Here Gottsman is referring to informal cocktail parties which could be both social or professional. In this scenario, she says as a guest, you have a window of 15 minutes. You don't want to be the first guest to arrive at the event. At the same time, you also don't want to be too late that you leave the host wondering if you got the details of the location wrong.

2. A Fundraiser or Gala

The above lie in the formal category. So the main question is: Is the cocktail hour before or after the main event. This can be quite tricky. Do you arrive on time or a bit later?


"Aim for a happy medium. If check-in time is 6:30 PM and the presentation starts at 7:45, plan to arrive by 7 (unless your boss or host has told you otherwise). You won’t be so early that you’re standing at the bar by yourself, but you’ll have enough time to thank the host, say hello to your boss, and greet professional contacts right away.

That said, if you’re attending an event in another country, always do your homework. Customs vary from country to country, and you don’t want to offend anyone."

3. A Dinner Party

This is one of the events with clear-cut rules... Be on time! If its 7 PM, then be there at 7 PM. Being 'fashionably' late doesn't cut it here. If you are late for a dinner party, you will find yourself missing out on some of the dinner courses. At the same time, guests at dinner parties get to mingle and make small talk before dinner and this is one of the most important aspects of the dinner.

Party hopping is also a no-no.
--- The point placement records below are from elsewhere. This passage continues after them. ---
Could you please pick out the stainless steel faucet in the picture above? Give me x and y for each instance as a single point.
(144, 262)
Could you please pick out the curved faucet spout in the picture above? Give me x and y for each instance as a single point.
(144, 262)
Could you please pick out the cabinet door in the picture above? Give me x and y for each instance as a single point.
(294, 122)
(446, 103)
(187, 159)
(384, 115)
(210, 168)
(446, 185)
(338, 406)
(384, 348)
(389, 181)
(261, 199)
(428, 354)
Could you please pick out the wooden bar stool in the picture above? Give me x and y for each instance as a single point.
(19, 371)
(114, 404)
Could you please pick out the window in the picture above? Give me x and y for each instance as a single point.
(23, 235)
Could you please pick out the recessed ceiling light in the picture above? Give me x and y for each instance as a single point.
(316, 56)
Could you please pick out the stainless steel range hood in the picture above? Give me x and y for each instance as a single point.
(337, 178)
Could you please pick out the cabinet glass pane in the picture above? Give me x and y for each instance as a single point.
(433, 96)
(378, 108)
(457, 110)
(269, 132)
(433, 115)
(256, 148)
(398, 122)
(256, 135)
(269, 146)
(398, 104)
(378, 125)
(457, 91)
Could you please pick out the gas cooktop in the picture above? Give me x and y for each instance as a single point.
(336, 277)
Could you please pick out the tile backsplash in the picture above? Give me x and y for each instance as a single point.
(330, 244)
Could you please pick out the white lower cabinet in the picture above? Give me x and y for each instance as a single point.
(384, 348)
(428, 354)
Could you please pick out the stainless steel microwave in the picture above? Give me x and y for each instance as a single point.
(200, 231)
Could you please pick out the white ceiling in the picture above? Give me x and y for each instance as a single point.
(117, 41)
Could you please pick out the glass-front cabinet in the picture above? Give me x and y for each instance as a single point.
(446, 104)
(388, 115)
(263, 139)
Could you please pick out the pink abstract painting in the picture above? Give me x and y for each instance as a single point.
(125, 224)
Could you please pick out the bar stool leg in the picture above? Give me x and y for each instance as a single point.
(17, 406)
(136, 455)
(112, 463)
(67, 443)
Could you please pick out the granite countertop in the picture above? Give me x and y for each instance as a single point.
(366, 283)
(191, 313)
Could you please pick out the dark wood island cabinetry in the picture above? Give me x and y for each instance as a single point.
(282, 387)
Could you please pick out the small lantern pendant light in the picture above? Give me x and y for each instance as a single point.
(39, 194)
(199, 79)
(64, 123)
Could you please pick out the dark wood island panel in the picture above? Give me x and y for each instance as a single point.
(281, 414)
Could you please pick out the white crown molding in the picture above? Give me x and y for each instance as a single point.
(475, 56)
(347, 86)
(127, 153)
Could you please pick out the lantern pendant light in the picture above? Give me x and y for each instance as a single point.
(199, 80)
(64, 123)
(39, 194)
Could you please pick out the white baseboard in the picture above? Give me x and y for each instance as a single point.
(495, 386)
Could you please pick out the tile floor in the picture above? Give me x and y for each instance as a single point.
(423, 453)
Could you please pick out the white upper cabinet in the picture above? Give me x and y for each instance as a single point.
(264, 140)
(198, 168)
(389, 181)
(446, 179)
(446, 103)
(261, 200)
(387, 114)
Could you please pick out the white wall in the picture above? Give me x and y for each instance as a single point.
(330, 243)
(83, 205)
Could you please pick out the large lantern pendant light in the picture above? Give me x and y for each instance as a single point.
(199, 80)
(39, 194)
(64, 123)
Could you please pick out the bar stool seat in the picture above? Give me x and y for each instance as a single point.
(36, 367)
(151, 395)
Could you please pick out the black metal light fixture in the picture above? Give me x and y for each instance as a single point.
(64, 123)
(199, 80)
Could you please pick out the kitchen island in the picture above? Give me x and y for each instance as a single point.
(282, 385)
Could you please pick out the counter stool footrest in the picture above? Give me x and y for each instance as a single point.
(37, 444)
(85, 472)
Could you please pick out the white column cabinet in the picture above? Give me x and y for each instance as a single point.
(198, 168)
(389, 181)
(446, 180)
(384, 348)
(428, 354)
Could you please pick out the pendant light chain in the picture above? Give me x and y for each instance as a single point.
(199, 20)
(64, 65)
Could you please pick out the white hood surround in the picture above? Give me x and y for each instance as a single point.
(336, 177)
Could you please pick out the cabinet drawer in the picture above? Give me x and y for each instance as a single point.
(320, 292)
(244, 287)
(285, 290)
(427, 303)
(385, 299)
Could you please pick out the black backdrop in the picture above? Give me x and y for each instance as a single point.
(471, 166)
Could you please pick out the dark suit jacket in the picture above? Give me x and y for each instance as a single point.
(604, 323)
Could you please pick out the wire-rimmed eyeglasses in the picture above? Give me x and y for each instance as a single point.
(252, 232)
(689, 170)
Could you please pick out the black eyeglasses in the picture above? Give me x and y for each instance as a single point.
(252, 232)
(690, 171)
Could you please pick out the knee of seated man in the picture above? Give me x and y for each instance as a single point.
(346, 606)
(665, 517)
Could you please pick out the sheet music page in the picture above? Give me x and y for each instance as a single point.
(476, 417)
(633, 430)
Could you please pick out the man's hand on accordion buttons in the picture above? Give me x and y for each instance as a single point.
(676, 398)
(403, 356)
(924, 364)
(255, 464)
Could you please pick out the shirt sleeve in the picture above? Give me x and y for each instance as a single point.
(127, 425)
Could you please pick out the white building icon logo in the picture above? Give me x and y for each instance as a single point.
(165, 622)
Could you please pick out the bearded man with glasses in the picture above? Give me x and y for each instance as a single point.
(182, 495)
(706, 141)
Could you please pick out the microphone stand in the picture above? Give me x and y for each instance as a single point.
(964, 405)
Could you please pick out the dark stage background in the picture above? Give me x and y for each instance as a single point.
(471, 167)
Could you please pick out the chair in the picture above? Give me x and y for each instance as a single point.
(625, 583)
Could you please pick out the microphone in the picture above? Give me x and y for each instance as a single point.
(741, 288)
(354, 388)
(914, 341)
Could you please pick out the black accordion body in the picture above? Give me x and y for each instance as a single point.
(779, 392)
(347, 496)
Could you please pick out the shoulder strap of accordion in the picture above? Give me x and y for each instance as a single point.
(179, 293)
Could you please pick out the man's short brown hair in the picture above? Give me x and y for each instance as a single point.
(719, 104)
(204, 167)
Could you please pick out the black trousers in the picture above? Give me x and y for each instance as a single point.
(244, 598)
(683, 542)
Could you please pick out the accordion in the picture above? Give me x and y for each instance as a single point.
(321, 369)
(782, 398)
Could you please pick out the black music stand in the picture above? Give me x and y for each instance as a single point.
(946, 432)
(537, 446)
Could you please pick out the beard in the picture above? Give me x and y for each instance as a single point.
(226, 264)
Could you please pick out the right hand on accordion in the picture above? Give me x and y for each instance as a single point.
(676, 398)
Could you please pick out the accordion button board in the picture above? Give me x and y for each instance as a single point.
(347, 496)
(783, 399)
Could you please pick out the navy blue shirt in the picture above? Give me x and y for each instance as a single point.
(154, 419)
If you have been invited to more than one event, stick with one otherwise, the hopping in between courses for different parties won't leave a good impression on your part either.
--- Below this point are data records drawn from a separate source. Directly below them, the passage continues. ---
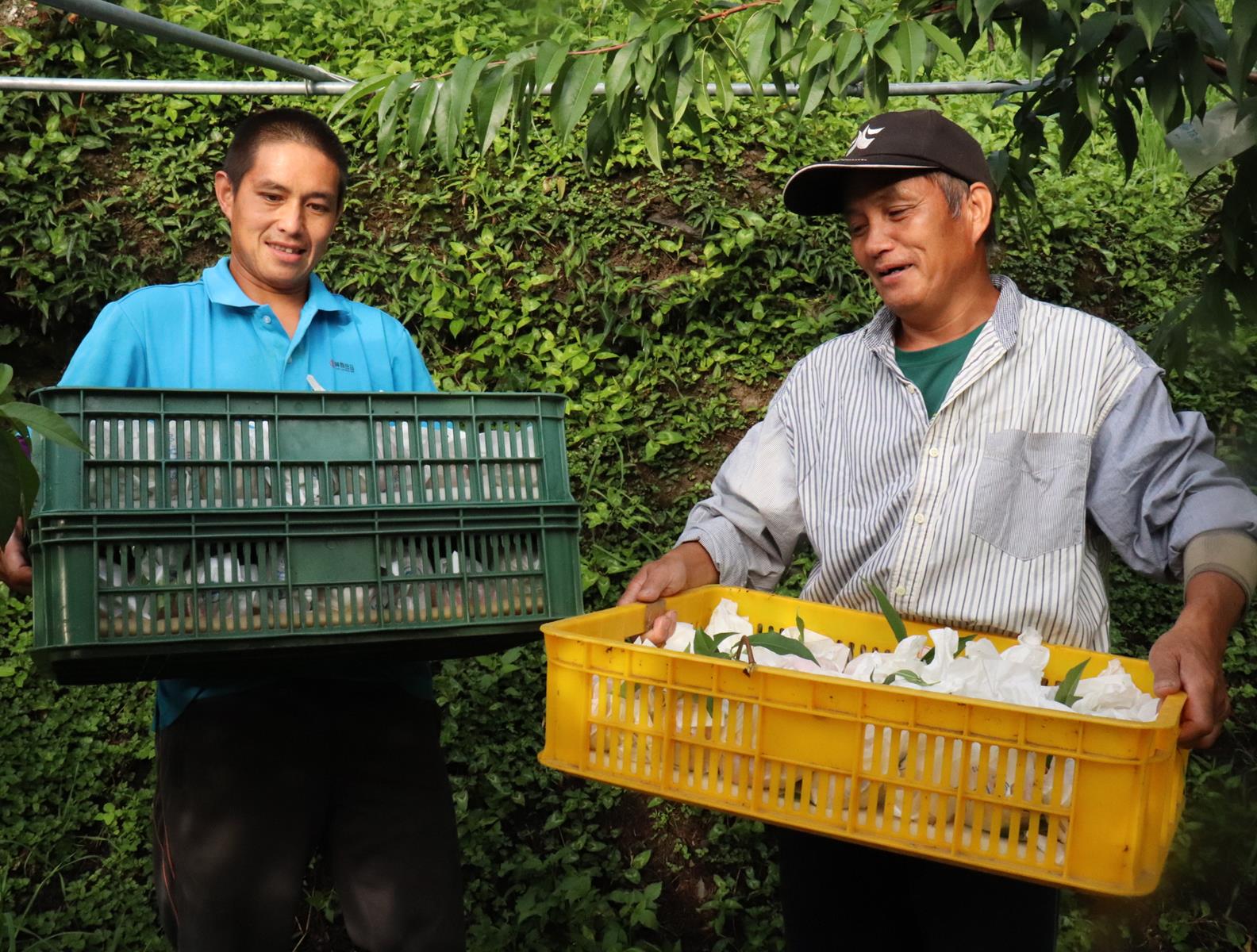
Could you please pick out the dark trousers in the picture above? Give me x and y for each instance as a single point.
(251, 785)
(843, 896)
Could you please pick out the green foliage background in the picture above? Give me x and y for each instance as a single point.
(667, 307)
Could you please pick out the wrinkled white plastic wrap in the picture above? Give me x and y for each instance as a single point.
(1012, 676)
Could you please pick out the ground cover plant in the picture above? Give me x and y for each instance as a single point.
(667, 305)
4. A Bridal or Baby Shower

Here is what Gottsman advises:

"If you’re invited to a social occasion where there will be multiple cars, a slew of people, and you’ll be carrying a large gift, arrive on time to ensure you get a parking spot and can get settled without interrupting a game (or worse, the new mom or bride-to-be as she’s opening gifts).
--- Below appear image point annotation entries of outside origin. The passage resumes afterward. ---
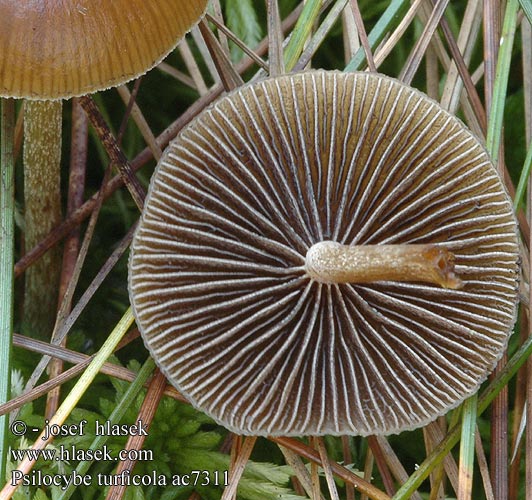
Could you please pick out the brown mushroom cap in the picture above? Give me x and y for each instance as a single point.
(54, 49)
(217, 276)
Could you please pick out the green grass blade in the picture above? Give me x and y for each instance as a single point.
(496, 115)
(523, 180)
(301, 32)
(115, 417)
(438, 454)
(467, 448)
(7, 238)
(75, 394)
(526, 5)
(389, 20)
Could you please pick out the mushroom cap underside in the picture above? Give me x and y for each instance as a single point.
(55, 49)
(217, 278)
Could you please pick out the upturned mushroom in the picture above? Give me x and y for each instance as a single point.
(53, 50)
(325, 253)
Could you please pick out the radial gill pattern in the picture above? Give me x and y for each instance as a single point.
(51, 49)
(217, 274)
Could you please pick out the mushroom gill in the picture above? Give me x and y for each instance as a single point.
(218, 271)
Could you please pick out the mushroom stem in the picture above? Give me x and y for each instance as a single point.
(330, 262)
(42, 210)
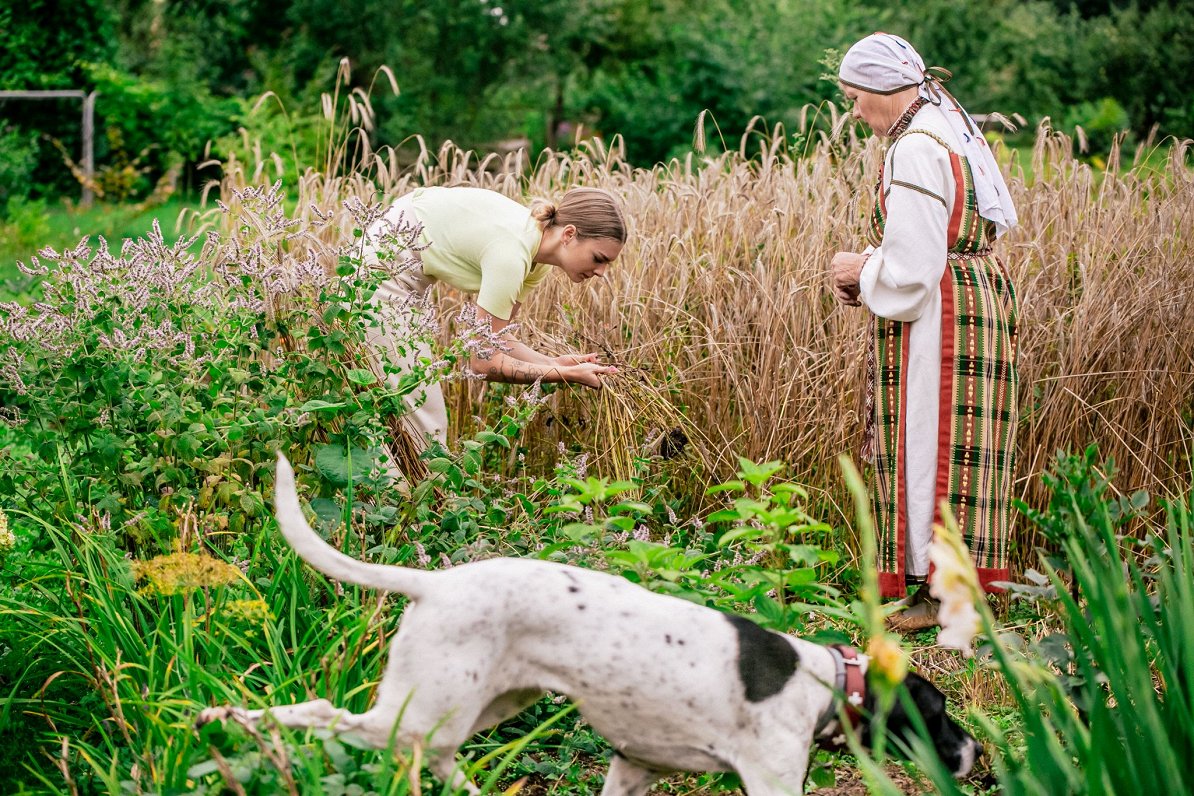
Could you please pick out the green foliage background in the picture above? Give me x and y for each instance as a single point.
(177, 74)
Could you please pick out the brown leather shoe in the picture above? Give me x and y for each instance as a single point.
(919, 615)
Also remember that it’s never okay to be early to a shower (or dinner party, or cocktail hour) unless you’re part of the set-up crew. It puts more pressure on a host, as she’ll feel as if she needs to start entertaining while still finishing last-minute details before the party."

5. A Wedding

A wedding is one one of those events where being late doesn't really mean you broke the etiquette rules of being on time. However, if you don't want people to give you 'THE LOOK", you don't wanna be so late that you find yourself walking down the aisle with the bride. You also don't want to walk in during exchange of vows either.

The advice Gottsman give is to arrive 15 minutes earlier so that you can secure a good seat. And if you find the bride walking down the aisle already, chill out or sit way at the back once these highlights of the wedding program are over.

6. A Play or Theatre Performance

With a play, you have no excuse for being late. Gottsman says;

"It’s rude, disruptive, and says that you’re not respectful of your surroundings. Even if you have a valid excuse, the disruption of making others shift and stand up to let you by in a dark theatre is never a good move. Instead, plan to arrive 10-15 minutes early, find your seat, and get settled and ready to enjoy the show well before the lights go down. And if you are late, wait until intermission to grab your seats, and hang out in the back in the meantime."

There are so many circumstances beyond our control that may interfere with one's ability to arriving on time. However, no matter the occasion, being on time, or within a reasonable window goes shows the host or the other person you are meeting just how much you value them. Plan ahead to accommodate the traffic among other things that make us get late. And if you find you are too early, you have the option to hang in your car for a bit so that you are not too early to harass the hostess.